GLAD Taskforce Mission
Purpose of the GLAD Taskforce
Common mental disorders present a major and growing global public health challenge, and there is now extensive evidence for health behaviours, such as diet and physical activity, as a risk factor and treatment target for common mental disorders, particularly depression. We believe that a global effort is required to reduce the global burden of disease attributable to common mental disorders by targeting these risk factors.
The aim of the GLAD Taskforce is to investigate the contribution of lifestyle risk factors to common mental disorders globally, by sex and over time. Our initial aim is to develop evidence for diet as a contributor to depression, in a format that affords integration into the Global Burden of Disease (GBD) study. Ultimately, this activity will allow researchers and policy makers to calculate how much of the population burden for common mental disorders could be averted by targeting specific lifestyle factors across different settings, sexes and age groups, referred to as population attributable fractions (PAFs). Quantifying these PAFs will be the first step in supporting the necessary changes to food policy, public health and clinical practice, that will improve outcomes for people living with, or at risk of, depressive illness.

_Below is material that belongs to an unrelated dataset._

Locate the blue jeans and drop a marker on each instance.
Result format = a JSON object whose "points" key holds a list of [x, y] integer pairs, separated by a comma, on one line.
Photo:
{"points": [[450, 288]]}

What the GBD team needs in order to generate these estimates
We are initially looking for existing studies on adults that have the following dietary and common mental disorder data available:
Exposure – Food frequency questionnaires, or data specifically on:
- Diet low in fruits
- Diet low in vegetables
- Diet low in legumes
- Diet low in whole grains
- Diet low in nuts and seeds
- Diet low in milk
- Diet high in red meat
- Diet high in processed meat
- Diet high in sugar-sweetened beverages
Outcome – validated measures of one or more of the following:
- Major depressive disorder
- Depressive symptoms
- Anxiety (any/all subtypes)
- Anxiety symptoms
Other variables including age, sex and year of outcome measurement.
While the first activities of the Taskforce will focus on diet, future steps will address physical activity, smoking, and sleep. So, if you have data available on any of these, you can still participate in the GLAD.
The GLAD Taskforce uses a somewhat different approach to other collaborative studies – you (the member study) will remain in control of your own data, and so all the ethical and legal obligations are hosted by the institution where the initial agreements were approved. A similar approach has been undertaken by the MRC Epidemiology Unit at the University of Cambridge. This process has been recommended to us by the GBD team at the Institute of Health Metrics and Evaluation.
If you are interested in participating in the Taskforce, we (the project team) will provide you with a terms of reference document containing the details of your involvement, a data analysis plan (approved by the GBD and registered on Open Science Framework) and ongoing statistical support. You will follow the plan and publish a peer reviewed paper containing your findings. We will then apply your published data, and that of other Taskforce members who will concurrently do the same activity, to conduct meta-analyses – the results of which will be sent to the GBD. At no point during this process do we require identifiable data.
However, if you agree to make your data available to the GLAD Taskforce, all data transfer agreements and policies will be held and approved by your own institution, and members of the Taskforce will abide by all relevant policies.
If you are interested in participating in GLAD, please read and sign the terms of reference document and return to GLADemail@example.com
We will provide data analysis plans and statistical advice. Our preferred analysis software is Stata, and, if needed, we will provide example analysis code to fit relevant models. However, any analysis software is acceptable, provided you are able to write your own code or adapt the code provided. To ensure consistency in the published papers, we request that you provide the executive committee with the opportunity to review and provide feedback on your drafts, and together we will discuss authorship/acknowledgements as the need arises.
After you have published the relevant paper, we will conduct the systematic review and meta-analyses, to pool the estimates needed by the GBD. Members of the GLAD Taskforce will be invited to contribute to this review, and to contribute to the screening of studies and data extraction. To reduce bias, GLAD members will not be allowed to evaluate the risk of bias of their included studies.
Once the meta-analysis has been published, we will approach the GBD to lobby for lifestyle factors to be included as risk-outcome pairs for mental disorders, starting with diet and depressive illnesses.